Warmed air prevents the lower respiratory tract being chilled. Moistening prevents the lower respiratory tract from drying out and smell detects the possible presence of poisonous or dangerous gases. Smell is also vital to our sense of taste. Filtering removes such foreign bodies such as small insects and other possible larger contaminants in the air, the hairs in the nose are necessary for this process. The epiglottis flaps down over the top of the trachea to allow swallowing and therefore prevent food going down `the wrong way`.
Rings of cartilage, around the trachea and larger bronchial passages, maintain the patency of the upper airways by holding them open. Clearly if the trachea is closed the individual will asphyxiate. Rings of cartilage around the trachea are incomplete so there is a gap at the back to allow expansion of the oesophagus during swallowing of a food bolus. The oesophagus is immediately posterior to the trachea.

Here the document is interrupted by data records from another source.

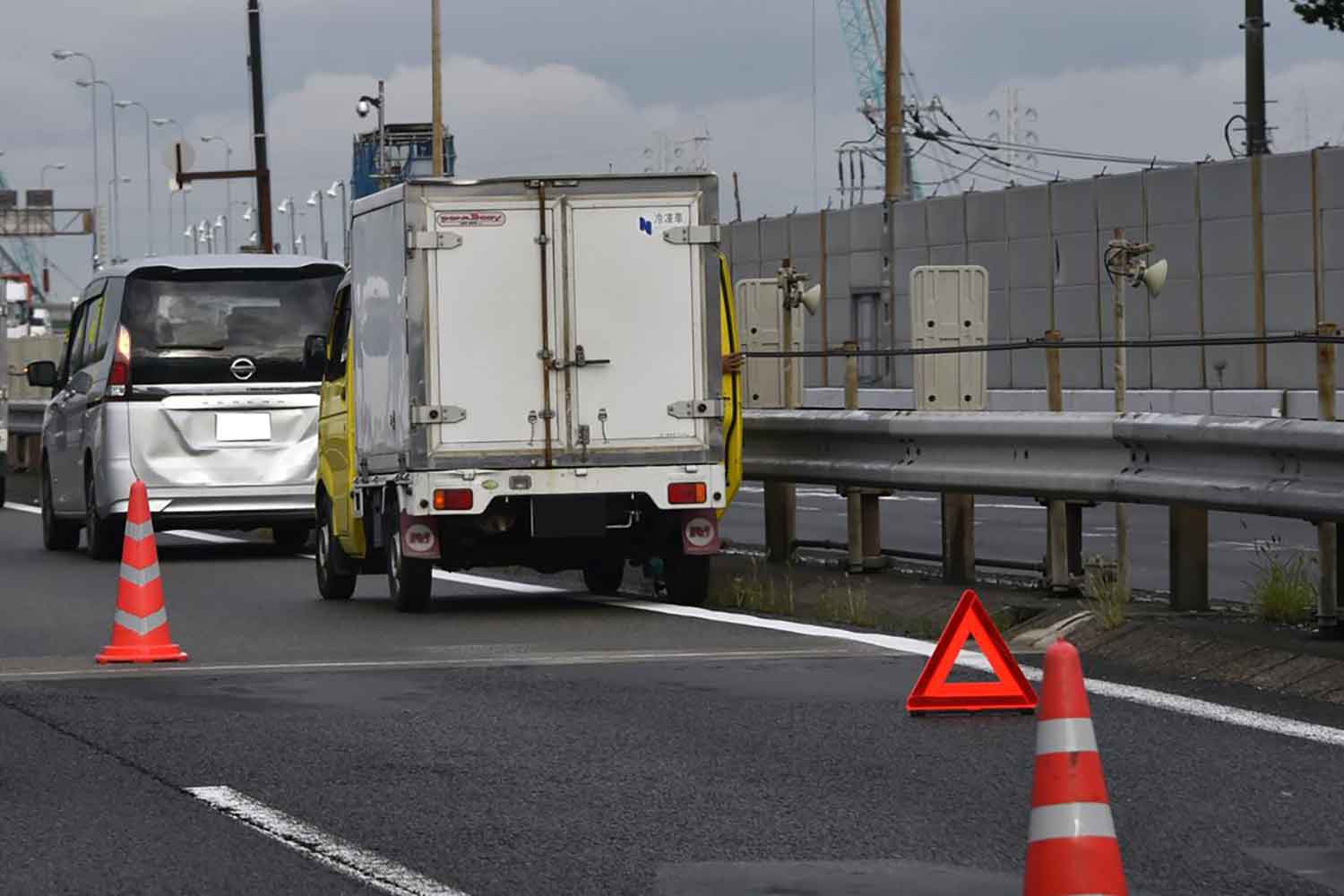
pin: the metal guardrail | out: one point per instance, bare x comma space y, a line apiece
1255, 465
26, 417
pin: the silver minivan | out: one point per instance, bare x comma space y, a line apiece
191, 375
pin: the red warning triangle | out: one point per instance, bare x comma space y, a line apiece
935, 694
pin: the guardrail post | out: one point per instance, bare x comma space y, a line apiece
1056, 522
1327, 532
959, 538
1188, 559
854, 497
781, 520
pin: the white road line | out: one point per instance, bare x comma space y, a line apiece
500, 584
1144, 696
613, 657
314, 842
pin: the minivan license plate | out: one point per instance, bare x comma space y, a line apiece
242, 427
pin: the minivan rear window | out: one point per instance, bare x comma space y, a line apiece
203, 327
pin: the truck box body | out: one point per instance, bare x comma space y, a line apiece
453, 284
534, 370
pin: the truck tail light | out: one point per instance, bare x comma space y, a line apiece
118, 381
687, 493
453, 498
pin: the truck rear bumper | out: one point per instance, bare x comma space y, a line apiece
487, 485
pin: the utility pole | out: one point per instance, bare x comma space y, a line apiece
435, 61
263, 231
895, 112
1121, 375
1257, 131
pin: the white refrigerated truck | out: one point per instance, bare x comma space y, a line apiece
527, 371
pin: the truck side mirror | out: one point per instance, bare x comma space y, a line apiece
314, 355
42, 374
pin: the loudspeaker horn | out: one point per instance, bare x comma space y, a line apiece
1155, 277
812, 298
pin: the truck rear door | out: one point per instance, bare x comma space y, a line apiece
636, 339
486, 323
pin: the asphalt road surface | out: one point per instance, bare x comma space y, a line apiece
1015, 530
521, 739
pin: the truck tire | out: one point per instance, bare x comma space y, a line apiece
332, 582
104, 535
688, 581
604, 576
56, 533
409, 582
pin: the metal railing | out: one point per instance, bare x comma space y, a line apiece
1250, 465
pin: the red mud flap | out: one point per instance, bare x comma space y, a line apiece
699, 533
419, 538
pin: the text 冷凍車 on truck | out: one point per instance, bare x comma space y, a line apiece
529, 373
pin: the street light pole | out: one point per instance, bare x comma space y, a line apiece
116, 177
344, 218
93, 102
316, 199
435, 61
288, 209
150, 191
228, 195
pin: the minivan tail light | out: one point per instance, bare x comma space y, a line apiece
453, 498
118, 381
687, 493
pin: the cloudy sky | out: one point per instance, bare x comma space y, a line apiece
586, 85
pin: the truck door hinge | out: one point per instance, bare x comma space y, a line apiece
696, 236
422, 239
424, 414
702, 409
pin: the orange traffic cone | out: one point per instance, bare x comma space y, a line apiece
1073, 847
140, 625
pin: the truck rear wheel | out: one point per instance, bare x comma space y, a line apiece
332, 582
102, 535
604, 576
290, 538
409, 581
688, 581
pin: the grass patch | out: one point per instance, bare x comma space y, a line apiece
757, 592
1107, 598
1284, 590
846, 603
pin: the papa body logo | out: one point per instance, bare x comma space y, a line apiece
699, 532
419, 538
470, 220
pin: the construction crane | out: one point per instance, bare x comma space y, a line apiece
18, 253
865, 26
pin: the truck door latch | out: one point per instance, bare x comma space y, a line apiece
581, 359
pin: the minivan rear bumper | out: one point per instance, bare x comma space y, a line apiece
215, 506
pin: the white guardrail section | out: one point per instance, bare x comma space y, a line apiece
1253, 465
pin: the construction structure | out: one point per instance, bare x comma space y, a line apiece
408, 151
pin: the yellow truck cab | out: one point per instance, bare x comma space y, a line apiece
529, 373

The alveoli and the very small respiratory bronchioles are elastic so they expand when air enters them during inspiration and then passively recoil to aid the process of expiration.

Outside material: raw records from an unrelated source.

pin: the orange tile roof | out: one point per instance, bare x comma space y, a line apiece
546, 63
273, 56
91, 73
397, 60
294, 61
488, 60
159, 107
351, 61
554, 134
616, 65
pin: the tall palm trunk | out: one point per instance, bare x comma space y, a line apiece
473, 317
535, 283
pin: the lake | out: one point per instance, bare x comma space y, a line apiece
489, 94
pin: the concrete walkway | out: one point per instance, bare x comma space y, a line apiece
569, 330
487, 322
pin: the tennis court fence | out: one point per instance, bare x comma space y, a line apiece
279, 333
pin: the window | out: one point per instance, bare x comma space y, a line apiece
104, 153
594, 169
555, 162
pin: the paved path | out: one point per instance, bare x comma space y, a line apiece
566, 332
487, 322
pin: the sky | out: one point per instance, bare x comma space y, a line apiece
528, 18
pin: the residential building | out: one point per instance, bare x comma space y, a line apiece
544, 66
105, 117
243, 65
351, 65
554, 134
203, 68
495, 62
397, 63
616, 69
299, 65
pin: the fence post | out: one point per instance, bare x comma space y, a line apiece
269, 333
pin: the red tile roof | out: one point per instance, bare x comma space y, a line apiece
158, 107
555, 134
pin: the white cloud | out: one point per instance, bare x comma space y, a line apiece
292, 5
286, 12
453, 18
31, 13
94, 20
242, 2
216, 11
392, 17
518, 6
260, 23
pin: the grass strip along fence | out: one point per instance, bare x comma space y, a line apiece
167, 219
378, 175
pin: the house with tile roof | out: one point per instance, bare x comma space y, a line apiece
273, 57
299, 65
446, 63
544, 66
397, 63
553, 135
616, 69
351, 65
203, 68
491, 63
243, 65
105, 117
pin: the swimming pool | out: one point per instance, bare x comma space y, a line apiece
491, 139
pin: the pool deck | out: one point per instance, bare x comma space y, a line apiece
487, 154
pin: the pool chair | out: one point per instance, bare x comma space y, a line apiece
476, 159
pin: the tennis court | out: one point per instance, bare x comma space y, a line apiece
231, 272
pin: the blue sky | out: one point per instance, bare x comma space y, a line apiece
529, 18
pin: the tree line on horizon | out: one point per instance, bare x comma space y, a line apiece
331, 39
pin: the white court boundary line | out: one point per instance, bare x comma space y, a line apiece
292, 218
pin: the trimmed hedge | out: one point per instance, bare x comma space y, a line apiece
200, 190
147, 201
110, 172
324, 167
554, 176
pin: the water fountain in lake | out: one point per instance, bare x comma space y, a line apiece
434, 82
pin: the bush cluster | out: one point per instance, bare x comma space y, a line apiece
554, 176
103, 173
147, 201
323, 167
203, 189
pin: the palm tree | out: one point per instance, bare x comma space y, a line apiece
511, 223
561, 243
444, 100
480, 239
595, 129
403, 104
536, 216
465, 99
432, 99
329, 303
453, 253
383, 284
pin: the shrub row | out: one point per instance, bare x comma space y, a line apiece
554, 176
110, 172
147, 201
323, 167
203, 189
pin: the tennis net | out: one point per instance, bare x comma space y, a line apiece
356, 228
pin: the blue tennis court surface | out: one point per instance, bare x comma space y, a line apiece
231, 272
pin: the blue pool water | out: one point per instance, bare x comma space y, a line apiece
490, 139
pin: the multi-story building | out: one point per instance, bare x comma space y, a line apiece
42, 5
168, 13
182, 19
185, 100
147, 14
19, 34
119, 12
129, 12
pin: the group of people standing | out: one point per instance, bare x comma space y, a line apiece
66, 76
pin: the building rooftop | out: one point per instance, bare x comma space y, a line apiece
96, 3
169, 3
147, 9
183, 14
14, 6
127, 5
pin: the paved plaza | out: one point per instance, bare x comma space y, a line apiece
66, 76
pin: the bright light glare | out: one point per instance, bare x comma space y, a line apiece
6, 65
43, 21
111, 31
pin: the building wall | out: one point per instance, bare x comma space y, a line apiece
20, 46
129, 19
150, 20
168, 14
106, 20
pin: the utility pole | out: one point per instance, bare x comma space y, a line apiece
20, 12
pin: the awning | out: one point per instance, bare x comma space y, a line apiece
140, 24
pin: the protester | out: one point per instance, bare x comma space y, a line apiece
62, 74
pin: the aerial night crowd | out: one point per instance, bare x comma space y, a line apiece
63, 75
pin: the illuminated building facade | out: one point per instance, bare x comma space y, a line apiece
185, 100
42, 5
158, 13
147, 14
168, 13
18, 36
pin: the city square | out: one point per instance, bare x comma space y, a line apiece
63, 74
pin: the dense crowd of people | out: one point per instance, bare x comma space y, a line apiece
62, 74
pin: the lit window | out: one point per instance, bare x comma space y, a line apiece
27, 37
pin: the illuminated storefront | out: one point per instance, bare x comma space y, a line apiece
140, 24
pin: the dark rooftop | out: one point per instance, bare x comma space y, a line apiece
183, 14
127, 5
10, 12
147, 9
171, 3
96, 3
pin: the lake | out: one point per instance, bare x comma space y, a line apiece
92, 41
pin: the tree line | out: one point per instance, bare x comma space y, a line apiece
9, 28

The lumen of the respiratory passages is lined with a mucous membrane which produces mucus. Inhaled particles stick to the mucus and are then wafted up towards the trachea by cilia. The cilia are microscopic hair like projections from cell surfaces which move the mucus in one direction to help to clear foreign material and bacteria from the lungs. Once the mucus is in the trachea it may be coughed up buy a blast of air. This propels mucus through the vocal cords into the back of the mouth, from here it may be spat out or swallowed.Function of the pleural membranes
There are two pleural membranes surrounding the lungs. Firstly the visceral is the inner membrane, one visceral membrane surrounding the surface of each lung. Secondly the parietal is the outer membrane lining the inside of the thoracic (chest) cavity, this pleural membrane also lines the surface of the diaphragm. Between these two membranes there is a negative pressure of about 4mm of mercury, this has the effect of sucking the two membranes together. When the ribs move up and out and the diaphragm moves down the parietal pleural membrane will move with these structures as it is adherent to them and invaginates them. Because there is a negative pressure between the parietal and visceral pleural membrane the visceral pleural membrane will be drawn up and out with the chest wall and down with the diaphragm. Because the visceral pleural membrane is adherent to the surface of the lungs and invaginates the surface of the lung tissue this means the lungs expand with their overlying visceral pleural membrane. The visceral pleural membrane expands because of the suction of the visceral pleural membrane onto the parietal pleural membrane. Therefore if any air gets into the potential pleural space, (that is between the visceral and parietal pleural membranes) for example, through a stab wound, the negative pressure will be lost. Movement of the parietal pleural membrane would then no longer result in movement of the visceral pleural membrane and the lung would collapse. This condition is known as pneumothorax and requires immediate emergency medial treatment.